The California Air Resources Board yesterday announced a settlement with Conopco Inc. to resolve two cases in which the company's hair styling products violated California's air pollution control regulations. The violations resulted in a total fine of $362,000.

Conopco does business as Unilever, which previously bought Alberto-Culver Co., the name under which the two products were sold. The products - Motions Oil Sheen & Conditioning Spray and TreSemme Root Busting Spray - contained volatile organic compounds (VOCs) in concentrations greater than allowed by California's consumer products regulations.

VOCs are of concern because they react with other air pollutants in the presence of sunlight to form smog. Ensuring that those who offer such products for sale comply with the regulations is very important, particularly for residents of areas such as Bakersfield and Kern County, which have some of the worst ambient air in the country.

The products were illegally sold in California for more than a year.

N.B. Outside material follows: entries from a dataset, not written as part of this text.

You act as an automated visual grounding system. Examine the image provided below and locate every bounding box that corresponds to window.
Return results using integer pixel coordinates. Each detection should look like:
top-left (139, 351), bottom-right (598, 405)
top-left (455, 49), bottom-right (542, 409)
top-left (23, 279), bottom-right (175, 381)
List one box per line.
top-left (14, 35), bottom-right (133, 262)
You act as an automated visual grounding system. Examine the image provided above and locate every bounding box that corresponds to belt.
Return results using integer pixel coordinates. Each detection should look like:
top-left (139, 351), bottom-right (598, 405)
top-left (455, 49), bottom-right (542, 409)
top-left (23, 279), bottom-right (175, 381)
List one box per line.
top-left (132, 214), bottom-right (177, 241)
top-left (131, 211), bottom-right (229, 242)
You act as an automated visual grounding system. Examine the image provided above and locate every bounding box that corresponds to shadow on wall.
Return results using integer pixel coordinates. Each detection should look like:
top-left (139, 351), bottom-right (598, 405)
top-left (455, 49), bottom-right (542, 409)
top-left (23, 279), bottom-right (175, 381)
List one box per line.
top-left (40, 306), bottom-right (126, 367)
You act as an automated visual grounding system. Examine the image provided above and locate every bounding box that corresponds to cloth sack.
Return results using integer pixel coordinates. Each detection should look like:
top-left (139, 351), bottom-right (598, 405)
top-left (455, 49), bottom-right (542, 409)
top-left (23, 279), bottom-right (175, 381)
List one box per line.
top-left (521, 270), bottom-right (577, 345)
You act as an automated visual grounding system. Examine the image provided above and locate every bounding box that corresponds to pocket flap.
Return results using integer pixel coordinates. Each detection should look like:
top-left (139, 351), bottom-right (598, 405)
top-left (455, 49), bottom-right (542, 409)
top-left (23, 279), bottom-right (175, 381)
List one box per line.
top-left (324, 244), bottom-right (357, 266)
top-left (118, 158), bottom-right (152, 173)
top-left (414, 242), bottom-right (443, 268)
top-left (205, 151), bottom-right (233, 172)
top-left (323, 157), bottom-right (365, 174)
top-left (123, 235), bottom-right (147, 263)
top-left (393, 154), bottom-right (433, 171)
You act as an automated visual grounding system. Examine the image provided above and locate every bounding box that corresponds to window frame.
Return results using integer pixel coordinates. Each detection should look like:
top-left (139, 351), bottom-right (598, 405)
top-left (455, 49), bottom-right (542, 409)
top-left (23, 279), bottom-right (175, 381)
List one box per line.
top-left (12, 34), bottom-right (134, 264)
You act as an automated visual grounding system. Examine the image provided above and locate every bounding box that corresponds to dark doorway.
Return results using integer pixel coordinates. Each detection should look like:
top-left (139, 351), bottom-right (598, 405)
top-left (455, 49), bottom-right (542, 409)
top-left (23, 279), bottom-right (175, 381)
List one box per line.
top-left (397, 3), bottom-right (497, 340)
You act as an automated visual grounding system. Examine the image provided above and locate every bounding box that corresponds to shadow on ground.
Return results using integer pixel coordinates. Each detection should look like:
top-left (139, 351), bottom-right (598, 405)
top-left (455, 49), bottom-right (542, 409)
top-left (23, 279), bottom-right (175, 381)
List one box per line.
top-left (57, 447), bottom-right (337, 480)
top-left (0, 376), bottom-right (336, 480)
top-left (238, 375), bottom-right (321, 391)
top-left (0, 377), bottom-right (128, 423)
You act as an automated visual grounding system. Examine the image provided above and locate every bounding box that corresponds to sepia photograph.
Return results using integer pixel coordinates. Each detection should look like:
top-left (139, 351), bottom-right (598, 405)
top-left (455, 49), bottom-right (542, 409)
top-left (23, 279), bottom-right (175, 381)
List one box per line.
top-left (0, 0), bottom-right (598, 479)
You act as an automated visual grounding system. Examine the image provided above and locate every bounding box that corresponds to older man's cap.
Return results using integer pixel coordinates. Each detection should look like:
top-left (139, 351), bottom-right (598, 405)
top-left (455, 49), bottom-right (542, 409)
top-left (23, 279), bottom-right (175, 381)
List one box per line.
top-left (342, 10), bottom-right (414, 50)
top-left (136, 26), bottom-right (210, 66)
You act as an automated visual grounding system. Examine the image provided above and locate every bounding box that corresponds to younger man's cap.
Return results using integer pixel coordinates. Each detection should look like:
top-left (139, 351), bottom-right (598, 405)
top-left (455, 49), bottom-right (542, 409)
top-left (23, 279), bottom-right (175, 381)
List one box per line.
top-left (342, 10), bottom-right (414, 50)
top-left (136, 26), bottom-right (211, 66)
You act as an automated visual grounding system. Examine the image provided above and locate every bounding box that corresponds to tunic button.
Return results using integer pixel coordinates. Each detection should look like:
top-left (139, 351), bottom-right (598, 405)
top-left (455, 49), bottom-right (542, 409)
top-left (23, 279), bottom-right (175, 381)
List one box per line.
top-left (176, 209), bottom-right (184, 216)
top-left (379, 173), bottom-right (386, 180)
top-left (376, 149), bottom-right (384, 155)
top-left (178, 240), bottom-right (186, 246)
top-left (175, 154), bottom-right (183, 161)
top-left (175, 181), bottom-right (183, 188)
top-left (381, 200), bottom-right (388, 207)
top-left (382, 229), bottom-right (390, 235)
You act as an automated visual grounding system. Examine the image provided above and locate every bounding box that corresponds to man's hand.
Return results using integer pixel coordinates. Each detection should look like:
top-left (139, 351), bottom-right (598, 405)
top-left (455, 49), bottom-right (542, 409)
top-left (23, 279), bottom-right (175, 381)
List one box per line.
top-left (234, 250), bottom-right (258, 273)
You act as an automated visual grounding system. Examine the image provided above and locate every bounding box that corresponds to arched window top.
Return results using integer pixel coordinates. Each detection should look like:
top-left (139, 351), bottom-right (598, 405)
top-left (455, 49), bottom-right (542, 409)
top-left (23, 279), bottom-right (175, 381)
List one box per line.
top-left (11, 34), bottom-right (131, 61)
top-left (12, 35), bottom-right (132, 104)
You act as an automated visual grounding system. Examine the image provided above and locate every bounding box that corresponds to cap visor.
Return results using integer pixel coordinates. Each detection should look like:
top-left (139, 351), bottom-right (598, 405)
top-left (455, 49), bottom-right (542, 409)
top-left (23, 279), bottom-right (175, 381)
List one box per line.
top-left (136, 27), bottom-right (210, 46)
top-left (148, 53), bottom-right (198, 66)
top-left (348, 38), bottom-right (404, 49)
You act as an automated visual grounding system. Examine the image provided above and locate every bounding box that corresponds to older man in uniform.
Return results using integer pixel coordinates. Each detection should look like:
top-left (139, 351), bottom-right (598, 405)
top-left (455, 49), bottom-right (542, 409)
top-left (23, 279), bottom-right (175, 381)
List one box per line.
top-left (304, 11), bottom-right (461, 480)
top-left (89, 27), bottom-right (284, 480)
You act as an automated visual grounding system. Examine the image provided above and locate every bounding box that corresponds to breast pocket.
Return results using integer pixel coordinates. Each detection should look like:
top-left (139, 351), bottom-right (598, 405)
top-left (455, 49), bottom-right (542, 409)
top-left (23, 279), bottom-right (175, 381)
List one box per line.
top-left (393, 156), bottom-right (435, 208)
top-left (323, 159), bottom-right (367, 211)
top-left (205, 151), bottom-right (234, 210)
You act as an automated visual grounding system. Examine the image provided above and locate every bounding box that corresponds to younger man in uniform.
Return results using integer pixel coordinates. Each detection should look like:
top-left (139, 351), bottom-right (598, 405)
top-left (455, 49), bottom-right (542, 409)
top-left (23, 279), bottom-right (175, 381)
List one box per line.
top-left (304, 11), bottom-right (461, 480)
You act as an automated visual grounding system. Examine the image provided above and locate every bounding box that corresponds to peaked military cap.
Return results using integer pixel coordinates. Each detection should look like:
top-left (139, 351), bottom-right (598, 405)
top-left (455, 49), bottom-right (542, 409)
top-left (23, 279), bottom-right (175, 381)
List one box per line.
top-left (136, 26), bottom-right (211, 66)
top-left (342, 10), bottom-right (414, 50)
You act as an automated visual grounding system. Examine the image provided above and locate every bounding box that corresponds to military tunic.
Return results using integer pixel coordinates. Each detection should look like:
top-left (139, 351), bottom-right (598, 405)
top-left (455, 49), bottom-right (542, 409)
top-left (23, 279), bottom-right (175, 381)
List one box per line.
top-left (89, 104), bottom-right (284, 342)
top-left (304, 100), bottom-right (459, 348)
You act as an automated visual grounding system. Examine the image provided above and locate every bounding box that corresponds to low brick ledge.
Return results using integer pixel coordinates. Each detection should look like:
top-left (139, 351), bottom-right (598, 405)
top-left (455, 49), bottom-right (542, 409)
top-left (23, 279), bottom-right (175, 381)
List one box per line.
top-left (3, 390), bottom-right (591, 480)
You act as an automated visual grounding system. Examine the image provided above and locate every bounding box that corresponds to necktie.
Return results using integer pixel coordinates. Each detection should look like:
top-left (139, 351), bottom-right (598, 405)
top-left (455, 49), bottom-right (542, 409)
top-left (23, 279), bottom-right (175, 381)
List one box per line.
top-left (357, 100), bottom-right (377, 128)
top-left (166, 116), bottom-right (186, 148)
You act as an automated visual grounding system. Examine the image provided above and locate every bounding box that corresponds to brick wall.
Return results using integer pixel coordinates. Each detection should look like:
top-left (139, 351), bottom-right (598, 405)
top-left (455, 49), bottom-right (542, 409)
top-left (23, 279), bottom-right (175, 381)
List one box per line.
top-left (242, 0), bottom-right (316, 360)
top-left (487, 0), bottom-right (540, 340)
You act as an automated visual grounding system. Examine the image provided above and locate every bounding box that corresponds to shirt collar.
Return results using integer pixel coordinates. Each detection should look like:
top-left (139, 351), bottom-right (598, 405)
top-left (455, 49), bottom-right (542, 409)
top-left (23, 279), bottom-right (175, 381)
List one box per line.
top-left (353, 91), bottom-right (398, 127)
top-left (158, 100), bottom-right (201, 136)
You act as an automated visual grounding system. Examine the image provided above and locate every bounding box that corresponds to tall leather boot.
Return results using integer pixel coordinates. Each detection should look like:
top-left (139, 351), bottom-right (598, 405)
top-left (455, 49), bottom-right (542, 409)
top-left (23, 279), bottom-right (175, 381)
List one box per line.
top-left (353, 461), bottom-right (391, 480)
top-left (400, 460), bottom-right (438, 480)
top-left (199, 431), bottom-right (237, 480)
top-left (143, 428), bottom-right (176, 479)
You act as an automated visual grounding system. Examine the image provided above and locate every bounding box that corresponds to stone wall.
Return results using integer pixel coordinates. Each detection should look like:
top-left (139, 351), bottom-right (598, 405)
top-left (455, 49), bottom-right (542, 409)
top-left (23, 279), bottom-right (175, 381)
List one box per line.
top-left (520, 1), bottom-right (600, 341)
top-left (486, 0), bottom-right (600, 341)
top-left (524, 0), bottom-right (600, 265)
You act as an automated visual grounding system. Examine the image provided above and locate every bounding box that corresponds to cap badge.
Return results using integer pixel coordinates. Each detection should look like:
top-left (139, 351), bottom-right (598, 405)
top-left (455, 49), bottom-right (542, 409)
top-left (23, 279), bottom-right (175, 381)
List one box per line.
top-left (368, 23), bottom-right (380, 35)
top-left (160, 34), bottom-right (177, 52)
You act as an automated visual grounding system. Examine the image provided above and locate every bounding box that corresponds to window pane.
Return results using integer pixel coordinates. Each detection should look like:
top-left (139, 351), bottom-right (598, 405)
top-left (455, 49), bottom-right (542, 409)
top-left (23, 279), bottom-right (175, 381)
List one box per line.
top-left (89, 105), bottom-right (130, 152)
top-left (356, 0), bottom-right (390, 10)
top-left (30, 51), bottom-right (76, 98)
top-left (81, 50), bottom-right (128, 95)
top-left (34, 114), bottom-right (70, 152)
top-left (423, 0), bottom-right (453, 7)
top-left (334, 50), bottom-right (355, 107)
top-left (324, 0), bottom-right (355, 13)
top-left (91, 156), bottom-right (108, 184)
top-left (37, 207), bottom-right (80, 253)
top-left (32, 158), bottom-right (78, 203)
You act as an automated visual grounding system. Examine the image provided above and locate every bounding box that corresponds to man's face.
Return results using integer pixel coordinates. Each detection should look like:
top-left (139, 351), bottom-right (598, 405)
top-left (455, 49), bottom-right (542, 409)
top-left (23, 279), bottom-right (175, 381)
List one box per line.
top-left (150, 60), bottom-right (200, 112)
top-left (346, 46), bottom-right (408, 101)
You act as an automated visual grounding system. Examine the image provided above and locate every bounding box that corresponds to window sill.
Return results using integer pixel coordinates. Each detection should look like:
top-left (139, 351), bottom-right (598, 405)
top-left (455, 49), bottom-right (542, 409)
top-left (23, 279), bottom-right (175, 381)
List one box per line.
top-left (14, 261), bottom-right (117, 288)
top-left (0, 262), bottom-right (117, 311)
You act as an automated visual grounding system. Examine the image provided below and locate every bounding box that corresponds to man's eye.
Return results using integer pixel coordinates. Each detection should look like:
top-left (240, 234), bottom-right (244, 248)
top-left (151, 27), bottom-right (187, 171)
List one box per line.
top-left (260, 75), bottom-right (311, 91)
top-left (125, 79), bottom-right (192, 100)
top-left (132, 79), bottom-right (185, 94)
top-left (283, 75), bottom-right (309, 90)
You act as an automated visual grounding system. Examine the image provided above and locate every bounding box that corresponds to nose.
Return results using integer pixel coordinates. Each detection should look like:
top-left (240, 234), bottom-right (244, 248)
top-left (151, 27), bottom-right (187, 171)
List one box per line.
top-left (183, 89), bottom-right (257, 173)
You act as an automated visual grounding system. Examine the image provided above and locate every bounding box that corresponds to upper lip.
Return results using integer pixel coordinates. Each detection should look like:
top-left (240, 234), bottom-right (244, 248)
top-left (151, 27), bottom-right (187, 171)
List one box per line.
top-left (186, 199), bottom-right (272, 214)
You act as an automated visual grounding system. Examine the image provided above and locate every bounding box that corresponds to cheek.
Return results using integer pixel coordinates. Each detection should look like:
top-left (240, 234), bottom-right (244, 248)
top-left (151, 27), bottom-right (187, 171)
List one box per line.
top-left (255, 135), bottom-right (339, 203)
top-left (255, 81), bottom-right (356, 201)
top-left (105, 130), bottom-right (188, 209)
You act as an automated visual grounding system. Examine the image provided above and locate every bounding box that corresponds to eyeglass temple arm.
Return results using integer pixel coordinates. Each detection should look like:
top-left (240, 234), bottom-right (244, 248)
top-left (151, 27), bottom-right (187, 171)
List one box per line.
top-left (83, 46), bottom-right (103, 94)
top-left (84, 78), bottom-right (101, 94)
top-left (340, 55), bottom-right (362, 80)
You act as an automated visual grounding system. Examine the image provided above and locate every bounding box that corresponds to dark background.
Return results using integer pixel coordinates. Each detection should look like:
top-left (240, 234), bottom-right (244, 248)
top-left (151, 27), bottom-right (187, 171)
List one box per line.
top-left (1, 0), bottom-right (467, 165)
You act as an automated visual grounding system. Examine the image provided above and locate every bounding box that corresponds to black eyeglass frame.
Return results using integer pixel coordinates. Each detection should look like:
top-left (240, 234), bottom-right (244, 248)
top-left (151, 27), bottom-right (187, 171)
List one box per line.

As a result, ARB estimated that approximately 17 tons of excess VOCs were emitted. Most of the emissions, about 98 percent, were attributable to the Motions Oil Sheen & Conditioning Spray.

The cases were repeat violations and were discovered by ARB staff after purchasing the products and testing them during routine investigations. The final penalty would have been higher had not Unilever cooperated with the investigation.

“When consumers statewide use products that do not comply with California’s standards, they unknowingly release significant quantities of smog-forming chemicals into the atmosphere,” said ARB Enforcement Chief James Ryden. “These violations by Unilever impact air quality and public health.”